Example with Strand Information (TSV or CSV file)

chrom1 start1 end1 chrom2 start2 end2 strand1 strand2
19 21268384 21268385 19 21327858 21327859 + +

SV Classes

  • deletion
  • translocation
  • tandem-duplication
  • inversion

Python Usage

# Navigate to SVMatrixGenerator directory and start python3 interpreter
from SigProfilerMatrixGenerator.scripts import SVMatrixGenerator as sv

input_dir = "./SigProfilerMatrixGenerator/references/SV/example_input/560-Breast"
output_dir = "./SigProfilerMatrixGenerator/references/SV/"
project = "560-Breast"

sv.generateSVMatrix(input_dir, project, output_dir)

Command Line Usage

python3 ./SigProfilerMatrixGenerator/scripts/SVMatrixGenerator.py \
    ./SigProfilerMatrixGenerator/references/SV/example_input/560-Breast \
    560-Breast \
    ./SigProfilerMatrixGenerator/references/SV/example_output/

Arguments: input_dir, project, output_dir


R Usage

conda create --name spmg_r -y
conda activate spmg_r
conda install python=3.10 r-base r-devtools r-reticulate -c conda-forge -y
pip install SigProfilerMatrixGenerator
echo 'devtools::install_github("SigProfilerSuite/SigProfilerMatrixGeneratorR")' | Rscript -

R Example

R
> library("reticulate")
> use_python("path_to_your_python3")
> py_config()
> library("SigProfilerMatrixGeneratorR")
> sv <- SVMatrixGenerator("[your_repo]/test_data/SV", "test_SV", "[your_repo]/test_data/")

Function Arguments

Required Parameters

Parameter Type Description Example
input_dir string Path to directory containing SV bedpe files (one per sample) "./references/SV/example_input/560-Breast/"
project string Project name for this instance "560-Breast"
output_dir string Path to directory for output files "./references/SV/example_output/"
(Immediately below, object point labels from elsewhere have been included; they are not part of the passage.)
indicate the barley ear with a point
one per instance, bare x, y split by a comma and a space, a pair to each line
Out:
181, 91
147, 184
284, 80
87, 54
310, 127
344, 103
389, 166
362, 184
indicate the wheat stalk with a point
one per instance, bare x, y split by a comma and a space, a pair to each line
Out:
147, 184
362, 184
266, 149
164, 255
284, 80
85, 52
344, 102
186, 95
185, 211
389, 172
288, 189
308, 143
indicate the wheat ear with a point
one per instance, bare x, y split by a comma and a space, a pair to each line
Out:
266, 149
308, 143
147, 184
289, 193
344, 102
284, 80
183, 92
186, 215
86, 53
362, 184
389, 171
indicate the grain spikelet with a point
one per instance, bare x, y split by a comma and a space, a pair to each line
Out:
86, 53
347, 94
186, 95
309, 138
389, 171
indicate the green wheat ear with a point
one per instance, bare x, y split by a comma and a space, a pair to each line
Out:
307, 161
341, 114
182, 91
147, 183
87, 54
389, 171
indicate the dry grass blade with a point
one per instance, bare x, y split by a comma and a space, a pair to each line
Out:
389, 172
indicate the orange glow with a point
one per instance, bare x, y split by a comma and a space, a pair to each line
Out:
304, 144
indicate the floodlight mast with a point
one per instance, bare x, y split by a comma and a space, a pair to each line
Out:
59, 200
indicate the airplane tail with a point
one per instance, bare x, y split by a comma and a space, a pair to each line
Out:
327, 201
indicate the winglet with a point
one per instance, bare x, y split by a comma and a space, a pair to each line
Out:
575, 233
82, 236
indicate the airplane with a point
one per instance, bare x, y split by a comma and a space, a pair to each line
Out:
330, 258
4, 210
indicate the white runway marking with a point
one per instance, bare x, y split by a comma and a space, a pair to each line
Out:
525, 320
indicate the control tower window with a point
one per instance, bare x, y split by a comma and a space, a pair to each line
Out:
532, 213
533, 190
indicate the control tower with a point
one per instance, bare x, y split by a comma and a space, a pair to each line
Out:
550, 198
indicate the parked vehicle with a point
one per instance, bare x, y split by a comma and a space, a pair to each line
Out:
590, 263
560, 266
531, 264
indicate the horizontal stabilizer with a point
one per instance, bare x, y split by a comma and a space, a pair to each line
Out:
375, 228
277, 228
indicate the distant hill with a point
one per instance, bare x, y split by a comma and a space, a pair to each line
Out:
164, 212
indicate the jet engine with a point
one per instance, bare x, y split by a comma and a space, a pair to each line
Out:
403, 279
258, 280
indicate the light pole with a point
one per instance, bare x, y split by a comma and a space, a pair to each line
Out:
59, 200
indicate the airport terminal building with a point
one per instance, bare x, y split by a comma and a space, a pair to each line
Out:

Note: If the output directory doesn't exist, a new one will be created.


SV Classification Schema (SV32)

The SV32 classification schema bins structural variants by:

  1. Size categories:
  2. 0-10kb
  3. 10kb-100kb
  4. 100kb-1Mb
  5. 1Mb-10Mb
  6. 10Mb

  7. Clustering status:

  8. Clustered
  9. Non-clustered

  10. SV type:

  11. Deletion
  12. Tandem duplication
  13. Inversion
  14. Translocation (size-independent)

This creates a 32-channel classification matrix for comprehensive structural variant analysis.